I hope to get back more to Ericsson given the monumental impact they have on today's wireless industry and the local businesses in Sweden.

15 April, 2012


Sweden, and Stockholm, has a lot of interesting startups. One of them is Mynewsdesk, which I never heard about before I became the Managing Director of Symbio Sweden. Well, I heard of them and noted the name but was not sure what it was until I started to investigate PR strategies to make Symbio more known in the Swedish market.

Mynewsdesk is one of these innovative cool Swedish startups, this time the serial entrepreneur is Kristofer Björkman, who has created a PR channel that makes it easier for both brands and journalist to follow what is relevant, sort of a closed social network.  Started in 2003, they got acquired 2008 by NHST (a norwegian publishing house) and now have offices in Sweden, Norway, Finland, UK and Singapore (soon US).

A good example of a Swedish startup. It will be interesting to see what Kristofer has in the pipe as a next startup (after MrJet and SF-Anytime)

14 April, 2012

The Return to Scandinavia

As of a month, I am back to Sweden, more precisely Stockholm and it will be quite a change. From being based in city/country that hosts the world's largest operators and service providers (China Mobile soon 700M subs, Tencent/QQ with a billion accounts and more than a half billion active accounts, Sina Weibo with more than 300 millions users for their twitter-like service) to Nordic countries with the same population of Beijing only and Stockholm, the home of Spotify, Ericsson, Investor, Electrolux and now me.

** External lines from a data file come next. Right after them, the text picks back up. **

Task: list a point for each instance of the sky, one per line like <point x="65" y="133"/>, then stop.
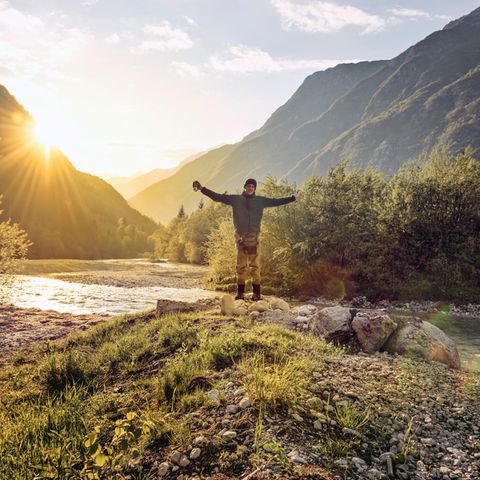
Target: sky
<point x="126" y="86"/>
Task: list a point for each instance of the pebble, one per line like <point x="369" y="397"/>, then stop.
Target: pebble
<point x="213" y="395"/>
<point x="244" y="403"/>
<point x="195" y="453"/>
<point x="232" y="409"/>
<point x="229" y="435"/>
<point x="163" y="469"/>
<point x="200" y="440"/>
<point x="295" y="457"/>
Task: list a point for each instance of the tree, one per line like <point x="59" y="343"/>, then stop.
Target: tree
<point x="13" y="248"/>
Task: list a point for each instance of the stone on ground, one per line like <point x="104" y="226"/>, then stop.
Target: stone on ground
<point x="373" y="328"/>
<point x="417" y="338"/>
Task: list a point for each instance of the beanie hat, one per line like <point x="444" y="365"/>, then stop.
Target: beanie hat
<point x="250" y="181"/>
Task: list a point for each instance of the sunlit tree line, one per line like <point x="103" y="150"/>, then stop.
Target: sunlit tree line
<point x="414" y="235"/>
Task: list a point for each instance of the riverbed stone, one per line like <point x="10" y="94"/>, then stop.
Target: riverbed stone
<point x="227" y="305"/>
<point x="373" y="328"/>
<point x="334" y="324"/>
<point x="280" y="304"/>
<point x="418" y="339"/>
<point x="260" y="306"/>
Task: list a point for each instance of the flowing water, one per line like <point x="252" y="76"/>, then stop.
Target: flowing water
<point x="77" y="298"/>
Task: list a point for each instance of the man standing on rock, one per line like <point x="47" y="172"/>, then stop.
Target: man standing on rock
<point x="247" y="216"/>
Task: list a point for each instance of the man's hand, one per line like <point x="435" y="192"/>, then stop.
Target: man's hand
<point x="298" y="195"/>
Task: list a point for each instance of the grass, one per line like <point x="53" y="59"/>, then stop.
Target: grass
<point x="159" y="369"/>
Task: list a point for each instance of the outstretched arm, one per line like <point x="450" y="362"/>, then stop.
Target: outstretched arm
<point x="276" y="202"/>
<point x="216" y="197"/>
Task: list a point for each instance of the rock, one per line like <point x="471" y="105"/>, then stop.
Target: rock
<point x="373" y="328"/>
<point x="420" y="339"/>
<point x="280" y="304"/>
<point x="334" y="324"/>
<point x="195" y="453"/>
<point x="213" y="395"/>
<point x="232" y="409"/>
<point x="239" y="391"/>
<point x="229" y="435"/>
<point x="227" y="305"/>
<point x="297" y="417"/>
<point x="359" y="463"/>
<point x="200" y="440"/>
<point x="306" y="310"/>
<point x="317" y="425"/>
<point x="295" y="457"/>
<point x="260" y="306"/>
<point x="176" y="456"/>
<point x="163" y="469"/>
<point x="245" y="403"/>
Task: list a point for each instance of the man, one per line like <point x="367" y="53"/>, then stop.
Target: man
<point x="247" y="216"/>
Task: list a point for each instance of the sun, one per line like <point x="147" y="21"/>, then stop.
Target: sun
<point x="44" y="134"/>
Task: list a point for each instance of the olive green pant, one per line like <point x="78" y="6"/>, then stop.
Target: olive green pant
<point x="247" y="261"/>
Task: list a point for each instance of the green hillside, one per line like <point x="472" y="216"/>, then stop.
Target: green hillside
<point x="66" y="213"/>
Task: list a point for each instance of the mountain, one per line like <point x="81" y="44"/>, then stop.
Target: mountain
<point x="66" y="213"/>
<point x="379" y="114"/>
<point x="130" y="186"/>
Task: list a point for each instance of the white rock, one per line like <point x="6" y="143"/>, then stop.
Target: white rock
<point x="163" y="469"/>
<point x="295" y="457"/>
<point x="200" y="440"/>
<point x="232" y="409"/>
<point x="239" y="391"/>
<point x="195" y="453"/>
<point x="280" y="304"/>
<point x="176" y="456"/>
<point x="213" y="395"/>
<point x="297" y="417"/>
<point x="260" y="306"/>
<point x="229" y="435"/>
<point x="227" y="305"/>
<point x="245" y="403"/>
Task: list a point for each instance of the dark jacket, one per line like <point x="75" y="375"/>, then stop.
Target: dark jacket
<point x="247" y="209"/>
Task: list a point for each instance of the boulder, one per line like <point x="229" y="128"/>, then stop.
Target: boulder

But the dynamics of the start-up community and the creative arising from the proximity to Royal University of Technology and Ericsson is quite amazing. There are a lot of interesting things happening that has global reach and attraction - Spotify, Wrapp, Videoplaza and many more - it makes me hope that the time I will spend supporting these types of companies and the all the others in Sweden through my role at Symbio Sweden will be quite exciting - though probably on a different scale of what was going on in China.